Ask NLP: Who/What/When/Where of the Obama Presidency

Recently we’ve used NLP to do an exploration of the media’s portrayal of Obama in two parts, based on the most common phrases used in headlines about him, and an AI summary of the headlines about him. Now, we’re going to explore further into it by taking a look at the who/what/when/where of the Obama Presidency. We’ll do this by using the NLP technique of Named Entity Recognition on the article headlines that we got in when we pulled the Obama related headlines from the NY Times.

Click here to skip directly to the most commonly mentioned named entities recognized for each year.

To follow along with this tutorial you’ll need to get your API key from the NY Times and The Text API. You’ll also need to use your package manager to install the requests module. You can install it by using the line below in your terminal.

pip install requests

Set Up the API Requests

As we always do, we’ll start out by setting up our program. The only two libraries we need are the requests and json libraries. The sys library I just have to access the config file which I have saved in the parent folder. I use a config file to store the API keys and base URL, you can store your API keys wherever you’d like. You can even store them in this file.

After our imports, we need to set up the headers. The headers will tell the server that we’re sending data in a JSON format and also pass the API key. Then we’ll finish up by completing the API endpoint URL (“https://app.thetextapi.com/text/”). For this example, we’ll be using the ner endpoint.

import requests
import json
import sys
sys.path.append("../..")
from nyt.config import thetextapikey, _url
 
# set up request headers and URL
headers = {
    "Content-Type": "application/json",
    "apikey": thetextapikey
}
ner_url = _url + "ner"

Do Named Entity Recognition On the Headlines

Now that we’ve got everything set up, let’s run the Named Entity Recognition on our list of headlines. In the previous examples, I’ve just been running the loop inside this function, but for this program, we’re going to encapsulate the loop inside a function. There are multiple ways to set up this function, and we’ll see a second way to set this up in a further function in this program. For this function, we’re not going to take any parameters and just loop through all of the years automatically.
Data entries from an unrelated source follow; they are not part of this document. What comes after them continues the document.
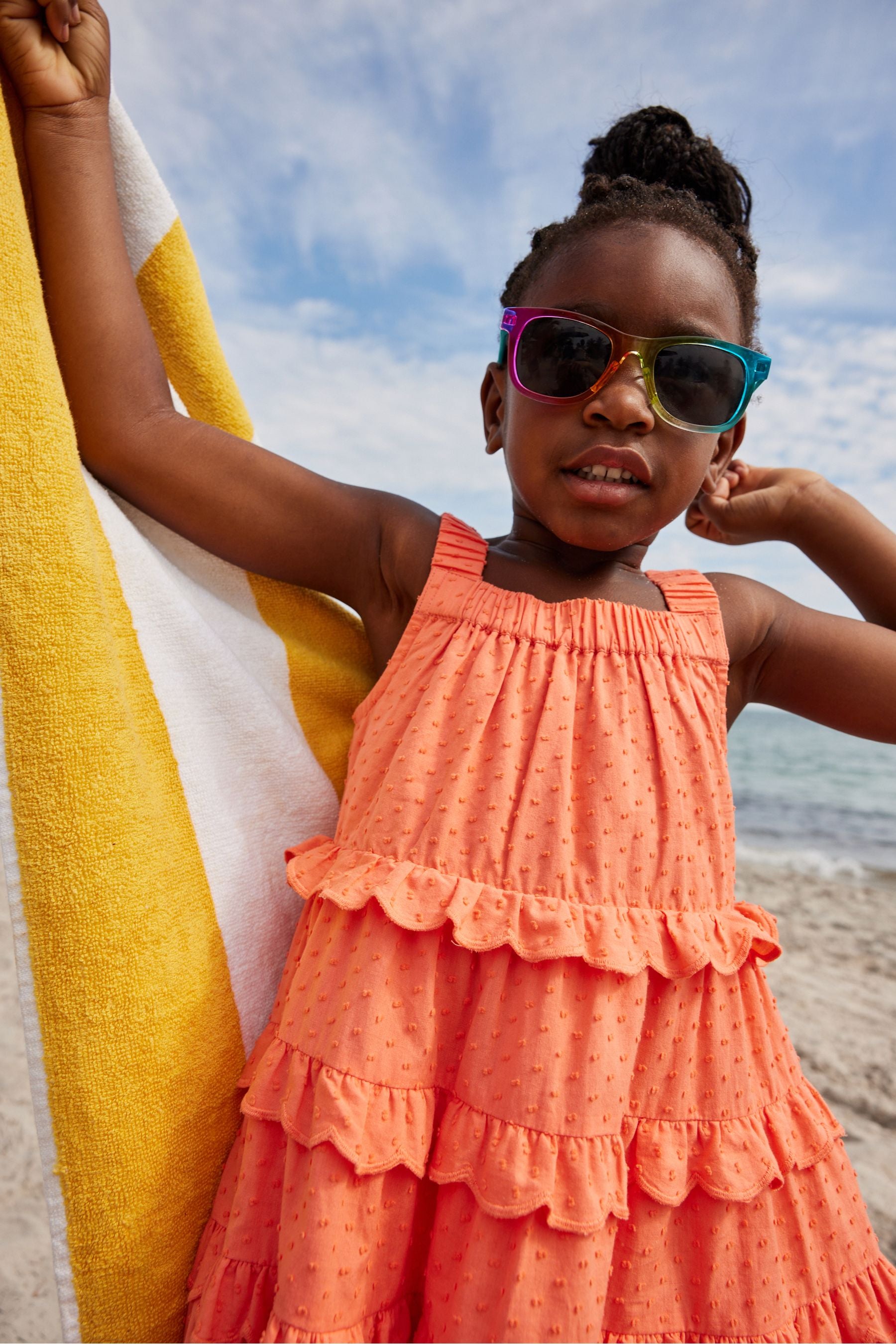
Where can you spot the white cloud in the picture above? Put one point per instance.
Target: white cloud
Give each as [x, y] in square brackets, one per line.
[402, 135]
[360, 143]
[354, 410]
Inside each loop, we’re going to start by opening the text documents containing the Obama headlines that we downloaded when we pulled the Obama headlines from the NY Times. We’ll read in each text file as a list of headlines and then join the list into a single string. Once we have it set up as a string, we will make the body that we’ll send to the server. The body will take the string as a text and for the labels key, we’ll send “ARTICLE” to tell the API what kind of text we’re sending. This directs the way the NER is executed. The ARTICLE labels tell the server to search for people, places, organizations, locations, and times.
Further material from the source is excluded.